Por tanto, resulta curioso, cuando
menos, que la dueña del restaurante Zamora exteriorice su descontento con el
resultado del programa, señalando a su vez que dicho espacio ha sido editado de
forma torticera y perjudicial para sus intereses. Por sus declaraciones se
intuye que la interesada pretendía, inocente, que el programa se realizara en
su habitual formato pero con las condiciones establecidas por ella, no sé si
esperando inaugurar una nueva época en este tipo de espectáculos o reírse de
los productores del mismo, los cuales no llamaron a su restaurante, sino que
fueron llamados por ella ante la incertidumbre y el poco futuro empresarial de
un local citado, por su culpa, no lo olvidemos, al cierre patronal más pronto
que tarde. En un símil futbolístico, sería como si un jugador llama a un
entrenador para que le fiche pero le impone como condición que el decidirá
cuando entrena y juega. Puro vodevil.
Pero cuando un programa de este tipo
se realiza en tu ciudad, se pierde la lejanía que se da cuando el restaurante a
intervenir es desconocido y, por tanto, en este caso son públicos bastantes
entresijos del porqué de su situación, y más en una ciudad tan pequeña como
esta, donde nos conocemos casi todos. Y resumiendo, los entresijos son los que
salen en el programa, más allá de vejaciones y humillaciones varias que se
pudieran concretar en un programa de esta índole. Un restaurante moribundo que
apenas se mantiene de los turistas veraniegos que se sientan en su terraza
atraídos por un menú barato que luego pagan, vaya si pagan, con el sudor de su
frente y su dolor de estómago, ¡qué cara habrán puesto los que hayan comido
allí y hayan visto la cocina!, y una dueña convertida en la nueva Viriata del
solar zamorano empeñada en que los equivocados son los otros y sin llegar a entender,
en su arrogancia, como su “aterciopelado” carácter y fina compostura
profesional no calan en sus esporádicos clientes.
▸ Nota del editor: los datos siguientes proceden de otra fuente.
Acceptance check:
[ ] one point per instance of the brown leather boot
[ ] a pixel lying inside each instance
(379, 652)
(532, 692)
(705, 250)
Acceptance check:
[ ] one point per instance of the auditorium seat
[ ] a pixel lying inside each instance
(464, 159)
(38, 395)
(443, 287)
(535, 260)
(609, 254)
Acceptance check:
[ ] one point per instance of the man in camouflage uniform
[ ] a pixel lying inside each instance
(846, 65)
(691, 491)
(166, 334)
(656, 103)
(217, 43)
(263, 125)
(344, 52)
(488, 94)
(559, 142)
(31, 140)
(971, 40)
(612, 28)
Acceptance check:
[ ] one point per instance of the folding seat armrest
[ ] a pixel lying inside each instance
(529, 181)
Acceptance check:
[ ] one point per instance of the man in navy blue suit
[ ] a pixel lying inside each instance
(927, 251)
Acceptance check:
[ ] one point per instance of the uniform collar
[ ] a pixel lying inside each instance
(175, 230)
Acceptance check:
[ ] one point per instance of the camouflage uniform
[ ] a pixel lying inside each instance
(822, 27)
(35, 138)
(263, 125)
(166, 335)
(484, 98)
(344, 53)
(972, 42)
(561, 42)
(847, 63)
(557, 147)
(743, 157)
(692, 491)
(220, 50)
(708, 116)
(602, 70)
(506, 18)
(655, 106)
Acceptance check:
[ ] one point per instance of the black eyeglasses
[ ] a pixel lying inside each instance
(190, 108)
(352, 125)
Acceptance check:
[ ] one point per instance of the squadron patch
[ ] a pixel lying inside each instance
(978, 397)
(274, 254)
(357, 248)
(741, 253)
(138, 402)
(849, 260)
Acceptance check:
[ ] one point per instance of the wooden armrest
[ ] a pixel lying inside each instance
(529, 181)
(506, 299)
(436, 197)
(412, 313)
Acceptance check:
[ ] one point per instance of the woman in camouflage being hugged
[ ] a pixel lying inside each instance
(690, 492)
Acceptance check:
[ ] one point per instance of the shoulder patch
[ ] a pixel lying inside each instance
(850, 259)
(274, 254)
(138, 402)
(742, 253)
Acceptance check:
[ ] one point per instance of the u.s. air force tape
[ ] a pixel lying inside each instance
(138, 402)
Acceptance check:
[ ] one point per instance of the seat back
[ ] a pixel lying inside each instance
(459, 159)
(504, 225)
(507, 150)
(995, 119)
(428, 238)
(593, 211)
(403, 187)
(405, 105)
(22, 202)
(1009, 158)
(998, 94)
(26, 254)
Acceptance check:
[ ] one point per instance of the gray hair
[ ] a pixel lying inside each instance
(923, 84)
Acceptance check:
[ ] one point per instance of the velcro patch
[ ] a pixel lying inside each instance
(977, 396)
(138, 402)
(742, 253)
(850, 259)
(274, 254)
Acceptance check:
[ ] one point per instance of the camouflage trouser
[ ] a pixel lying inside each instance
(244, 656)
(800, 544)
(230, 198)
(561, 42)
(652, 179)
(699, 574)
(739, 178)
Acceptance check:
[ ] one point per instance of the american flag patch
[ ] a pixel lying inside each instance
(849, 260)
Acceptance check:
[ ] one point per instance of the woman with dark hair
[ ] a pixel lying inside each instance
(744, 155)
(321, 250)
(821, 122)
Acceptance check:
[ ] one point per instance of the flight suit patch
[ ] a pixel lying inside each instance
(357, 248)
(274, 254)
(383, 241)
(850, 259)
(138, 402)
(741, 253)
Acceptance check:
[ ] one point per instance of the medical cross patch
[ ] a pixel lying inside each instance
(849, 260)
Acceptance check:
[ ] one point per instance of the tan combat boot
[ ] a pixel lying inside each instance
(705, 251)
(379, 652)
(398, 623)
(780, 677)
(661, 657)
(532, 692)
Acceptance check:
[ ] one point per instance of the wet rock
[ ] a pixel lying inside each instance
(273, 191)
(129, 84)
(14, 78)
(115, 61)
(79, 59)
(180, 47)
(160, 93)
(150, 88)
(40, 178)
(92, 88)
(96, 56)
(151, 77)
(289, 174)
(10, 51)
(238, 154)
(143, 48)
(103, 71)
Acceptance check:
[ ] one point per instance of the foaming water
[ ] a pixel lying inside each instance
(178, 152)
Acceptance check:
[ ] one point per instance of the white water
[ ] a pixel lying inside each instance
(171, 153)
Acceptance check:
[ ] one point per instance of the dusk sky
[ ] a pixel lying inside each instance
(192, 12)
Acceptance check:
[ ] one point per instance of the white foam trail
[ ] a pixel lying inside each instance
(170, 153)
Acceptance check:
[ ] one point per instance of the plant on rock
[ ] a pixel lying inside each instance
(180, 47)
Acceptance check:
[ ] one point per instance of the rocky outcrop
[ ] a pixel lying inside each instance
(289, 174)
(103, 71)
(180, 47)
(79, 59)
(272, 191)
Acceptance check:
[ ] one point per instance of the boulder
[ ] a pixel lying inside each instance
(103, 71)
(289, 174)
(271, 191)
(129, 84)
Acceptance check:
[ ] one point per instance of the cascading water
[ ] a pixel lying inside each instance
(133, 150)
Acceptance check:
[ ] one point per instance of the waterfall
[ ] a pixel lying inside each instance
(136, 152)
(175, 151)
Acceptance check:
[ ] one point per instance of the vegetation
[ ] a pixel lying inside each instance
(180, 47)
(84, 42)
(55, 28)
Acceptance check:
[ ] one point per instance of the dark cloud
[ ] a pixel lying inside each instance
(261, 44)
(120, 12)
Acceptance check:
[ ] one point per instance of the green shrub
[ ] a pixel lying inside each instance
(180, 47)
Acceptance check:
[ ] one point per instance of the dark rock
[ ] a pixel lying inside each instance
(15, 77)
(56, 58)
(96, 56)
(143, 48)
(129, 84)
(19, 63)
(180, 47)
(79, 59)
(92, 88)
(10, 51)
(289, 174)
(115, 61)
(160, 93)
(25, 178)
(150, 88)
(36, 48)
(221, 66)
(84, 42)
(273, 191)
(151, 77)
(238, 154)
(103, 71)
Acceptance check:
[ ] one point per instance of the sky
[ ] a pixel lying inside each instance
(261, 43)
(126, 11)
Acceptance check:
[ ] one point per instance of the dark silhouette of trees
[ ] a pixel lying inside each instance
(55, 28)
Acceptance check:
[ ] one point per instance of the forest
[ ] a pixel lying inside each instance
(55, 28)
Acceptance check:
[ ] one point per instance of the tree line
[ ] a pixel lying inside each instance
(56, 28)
Aunque su propia soberbia le lleve a
intentar crear un frente contra el programa, ayudada por la dueña vidente de
otro local en sus mismas circunstancias a la que no le gustó que el presentador
se cachondeara de sus autoconcedidas dotes adivinatorias, incluyendo una reseña
en La Vanguardia Digital, ¡cómo está el periodismo!, lo cierto es que el único
arco iris que lucía en dicho local era el irisado sospechoso de sus filetes.